Mickaël a 38 ans et il n’a jamais eu le permis de conduire. Le stress l’a toujours emporté face à l’examinateur. L’année dernière, il décide de s’offrir une voiturette pour pouvoir, enfin, devenir indépendant. C’est souvent ce désir d’indépendance qui poussent les gens à faire le choix de conduire une voiture sans permis. Face à la difficulté croissante de l’examen et au prix qui grimpe en flèche, pas facile de devenir conducteur.

Pour être aux commandes d’une voiturette pas besoin de grand chose. Les personnes nées avant 1988 n’ont besoin de rien, pas même du code de la route. Par contre pour ceux nés après le 1er janvier 1988, il faut désormais le BSR (Brevet de sécurité routière). La voiture sans permis est donc une solution de facilité, qui tend à se démocratiser.

Un marché en expansion

La voiturette reste ancrée dans un marché de niche, comparé aux ventes des voitures classiques. En 2011, Aixam a vendu environ 200 voiturettes neuves dans les Côtes d’Armor.


Le prix d’une voiture sans permis va de 3000 € pour une occasion, à plus de 15 000 €, pour une voiturette neuve.

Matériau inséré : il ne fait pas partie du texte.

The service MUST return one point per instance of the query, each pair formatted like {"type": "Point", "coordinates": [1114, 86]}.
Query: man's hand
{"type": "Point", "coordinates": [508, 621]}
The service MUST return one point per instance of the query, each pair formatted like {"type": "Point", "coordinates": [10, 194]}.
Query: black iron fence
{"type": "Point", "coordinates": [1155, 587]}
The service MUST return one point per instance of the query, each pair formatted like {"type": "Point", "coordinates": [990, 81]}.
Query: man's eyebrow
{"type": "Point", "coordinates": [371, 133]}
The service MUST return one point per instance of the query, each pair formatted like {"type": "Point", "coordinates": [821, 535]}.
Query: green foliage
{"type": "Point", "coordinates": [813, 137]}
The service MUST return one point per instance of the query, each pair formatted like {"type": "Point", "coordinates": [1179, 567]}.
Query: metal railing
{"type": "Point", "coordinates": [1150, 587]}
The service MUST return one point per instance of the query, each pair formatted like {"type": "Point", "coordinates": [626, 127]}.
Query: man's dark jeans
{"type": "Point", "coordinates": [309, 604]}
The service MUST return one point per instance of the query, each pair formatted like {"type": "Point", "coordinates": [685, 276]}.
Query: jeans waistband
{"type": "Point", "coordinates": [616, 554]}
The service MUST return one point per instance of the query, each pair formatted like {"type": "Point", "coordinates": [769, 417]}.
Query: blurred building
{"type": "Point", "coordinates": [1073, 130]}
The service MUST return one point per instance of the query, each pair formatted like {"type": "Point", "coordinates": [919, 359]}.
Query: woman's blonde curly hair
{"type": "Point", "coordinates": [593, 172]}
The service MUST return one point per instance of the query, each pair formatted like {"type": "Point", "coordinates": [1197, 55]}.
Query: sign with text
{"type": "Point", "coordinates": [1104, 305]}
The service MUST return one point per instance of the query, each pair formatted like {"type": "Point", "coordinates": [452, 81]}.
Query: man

Une alternative pour les sans permis

Le groupe Aixam est le leader de la voiturette sur le marché européen. Dominique Deveney est le gérant de « Lannion sans permis », un magasin d’Aixam, situé en face du parc St Anne à Lannion. Pour lui, la voiture sans permis est un moyen d’identification pour intégrer la communauté des usagers de la route. C’est vrai qu’à première vue, difficile de voir la différence entre une voiturette récente et une Smart. « La voiturette c’est l’alternative au scooter et aux transports en commun, souvent peu adaptés pour les gens qui travaillent » explique Dominique Devenay.

L’évolution des moeurs

Avant, la voiturette était surtout utilisée dans les campagnes pour faire de courts trajets. Aujourd’hui les usages ont bien changés et les clichés ont évolués. Gérard, 53 ans, n’a jamais obtenu le papier rose non plus, « trop dur, trop cher » résume-t-il. « Ça fait trente ans que je conduis ce type de véhicule, avant on était mal vus par les autres conducteurs, c’est vrai qu’on avance pas vite, mais bon, on a le droit de rouler quand même ! Maintenant, comme il y en a de plus en plus, surtout dans le coin, c’est plus facile, on est respecté ». A prendre en considération la prochaine que vous serez bloqué à 40km/heure derrière une voiturette.